CD19 T-CAR for Treatment of Children and Young Adults With r/r B-ALL

B-cell Acute Lymphoblastic Leukemia Clinical Trial

Official title:
A Single-Arm Phase I/II Study Evaluating the Safety and Clinical Efficacy Of the 2-nd Generation CD19 Autologous CAR T Cells on the CliniMACS Prodigy Automated Manufacturing Platform in Treatment of Paediatric And Young Adult Patients With Relapsed/Refractory B-lineage Acute Lymphoblastic Leukemia

Clinical Trial Details — Status: Active, not recruiting

Administrative data
NCT number NCT03467256
Other study ID # NCPHOI-2018-01
Secondary ID
Status Active, not recruiting
Phase Phase 1/Phase 2
First received
Last updated
Start date May 14, 2018
Est. completion date October 15, 2025

Study information
Verified date February 2023
Source Federal Research Institute of Pediatric Hematology, Oncology and Immunology
Contact n/a
Is FDA regulated No
Health authority
Study type Interventional

Clinical Trial Summary

The purpose of this study is to evaluate the safety and efficiency of autologous CD19 CAR-T lymphocytes in a cohort of pediatric and young adult patients with relapsed /refractory B-lineage acute lymphoblastic leukemia

Description:

The main objectives of the study are: 1. To investigate the safety of auto-CD19 CAR T-cells therapy among children and young adults with refractory/relapsed B-cell ALL on the basis of prospective evaluation of adverse affects frequency and severity according to CTCAE v.4 2. To study the efficacy of auto-CD19 CAR T-cells therapy among children and young adults with refractory/relapsed B-cell ALL on the basis of proportion of patients in haematological and molecular remission at 28 days after infusion. 3. To evaluate long-term efficacy of auto-CD19 CAR T-cells therapy among children and young adults with refractory/relapsed B-cell ALL on the basis of overall and event-free survival at 1 and 3 years after infusion.

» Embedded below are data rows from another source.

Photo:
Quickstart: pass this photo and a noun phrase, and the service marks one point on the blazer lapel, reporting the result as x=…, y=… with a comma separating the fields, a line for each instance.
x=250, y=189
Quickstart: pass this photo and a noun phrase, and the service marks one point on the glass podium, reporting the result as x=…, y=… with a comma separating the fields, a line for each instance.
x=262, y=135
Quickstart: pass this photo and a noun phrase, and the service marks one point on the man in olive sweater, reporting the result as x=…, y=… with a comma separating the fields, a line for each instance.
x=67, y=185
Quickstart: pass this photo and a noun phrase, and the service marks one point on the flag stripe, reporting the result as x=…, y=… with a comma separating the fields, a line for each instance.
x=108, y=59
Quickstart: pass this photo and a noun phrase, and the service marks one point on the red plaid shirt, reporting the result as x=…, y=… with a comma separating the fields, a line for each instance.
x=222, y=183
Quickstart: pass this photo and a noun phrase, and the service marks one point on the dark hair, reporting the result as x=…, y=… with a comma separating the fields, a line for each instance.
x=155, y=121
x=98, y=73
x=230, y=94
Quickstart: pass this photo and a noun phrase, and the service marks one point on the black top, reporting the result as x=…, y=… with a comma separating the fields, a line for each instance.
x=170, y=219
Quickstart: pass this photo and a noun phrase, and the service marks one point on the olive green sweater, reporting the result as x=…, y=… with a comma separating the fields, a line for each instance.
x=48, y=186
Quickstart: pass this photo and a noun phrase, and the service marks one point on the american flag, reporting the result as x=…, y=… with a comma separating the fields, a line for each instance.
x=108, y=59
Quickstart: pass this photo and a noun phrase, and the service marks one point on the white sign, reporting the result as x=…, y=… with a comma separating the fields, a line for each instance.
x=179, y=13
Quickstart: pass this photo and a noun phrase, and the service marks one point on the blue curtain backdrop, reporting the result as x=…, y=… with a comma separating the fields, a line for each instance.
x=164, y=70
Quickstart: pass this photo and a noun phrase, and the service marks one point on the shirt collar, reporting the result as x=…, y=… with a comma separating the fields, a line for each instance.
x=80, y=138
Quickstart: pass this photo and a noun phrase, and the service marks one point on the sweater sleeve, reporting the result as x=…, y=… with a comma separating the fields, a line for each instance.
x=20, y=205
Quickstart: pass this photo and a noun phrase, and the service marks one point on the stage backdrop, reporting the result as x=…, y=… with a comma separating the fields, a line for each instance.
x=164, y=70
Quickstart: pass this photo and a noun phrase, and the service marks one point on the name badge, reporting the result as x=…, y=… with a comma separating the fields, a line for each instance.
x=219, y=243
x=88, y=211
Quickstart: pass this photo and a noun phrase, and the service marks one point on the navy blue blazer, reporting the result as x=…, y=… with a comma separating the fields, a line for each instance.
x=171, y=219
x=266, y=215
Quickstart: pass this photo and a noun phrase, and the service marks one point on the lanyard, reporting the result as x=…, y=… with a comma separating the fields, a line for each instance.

The novelty of this study will be cytokine release syndrome prophylaxis by tocilizumab Patients will receive fludarabine 120 mg/m2 (totally) intravenously (IV) over 30 minutes on days -5 to -2 and cyclophosphamide 750 mg/m2 IV over 60 minutes on day -2. One hour prior to infusion of CAR T-cells patients will receive tocilizumab IV 8 mg/kg (max 800 mg) over 1 hour. Patients then receive CD19-CAR T cells IV over 20-30 minutes on day 0. This is a dose-escalation study of CD19-CAR T cells. Dose escalation consistently: - Level 1 5х105/kg CD19 CAR-T lymphocytes - Level 2 1х106/kg CD19 CAR-T lymphocytes - Level 3 3х106/kg CD19 CAR-T lymphocytes - Level 0 1х105/kg CD19 CAR-T lymphocytes (in case of dose-limiting toxicity at dose Level 1) In case of severe side affects next dose will be reduced to the previous lower dose. Based on interim analysis the following dosing approach based on stratification by the initial leukemia burden will be implemented starting November 2019: • Patients with low disease burden (<15% blast cells in BM) will receive a lymphodepletion chemotherapy of fludarabine IV (total dose 120mg/m2) and cyclophosphamide IV (total dose 750mg/m2) over 5 days. CD19 CAR-T cells will be infused IV in dose 1x106/kg on day 0. • Patients will high disease burden (>15% blast cells in BM) will receive a lymphodepletion chemotherapy of fludarabine IV (total dose 120 mg/m2), cyclophosphamide IV (total dose 750 mg/m2), cytarabine IV (total dose 900 mg/m2), etoposide IV (total dose 450 mg/m2), dexamethasone IV (total dose 30 mg/m2) over 5 days. CD19 CAR-T cells 1st dose will be infused IV on day 0 - 0,1x106/kg, 2nd dose will be infused IV between day 7 and 14 - 0,9x106/kg.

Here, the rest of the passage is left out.